Work was mainly based on clinico-pathological studies of human breast cancer and normal breast development. Working as Director of Pathology for the International Breast Cancer Study Group (IBCSG) a BioBank was established for international clinical trials and a Translational Research Working Group to assess research proposals which Gusterson chaired. This collaboration resulted in numerous publications, including the demonstration of c-erbB-2 (HER2) overexpression as a prognostic indicator in breast cancer and suggested a cut point to define patients that would later benefit from Herceptin.

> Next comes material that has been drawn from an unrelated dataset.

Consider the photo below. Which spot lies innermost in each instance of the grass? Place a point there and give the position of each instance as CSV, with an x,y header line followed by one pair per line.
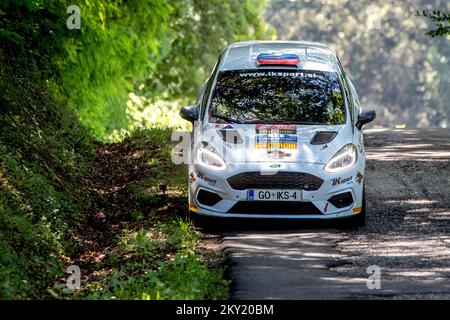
x,y
151,248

Interpretation of the molecular classifications of breast cancer in the context of the normal lineages in the breast gave insights into the limitations of these new technologies. Work on human breast development described the cell types involved in differentiation of the human breast and their biological significance. Gusterson is also known as an expert in the pathology of animal models of human breast cancer and studies on the biology of involution. With Beatrice Howard the locus was defined for breast development in the mouse mammary gland.

Human Sarcomas

Collaborations with Janet Shipley and Colin Cooper resulted in the identification of translocations and genes in a number of soft tissue sarcomas.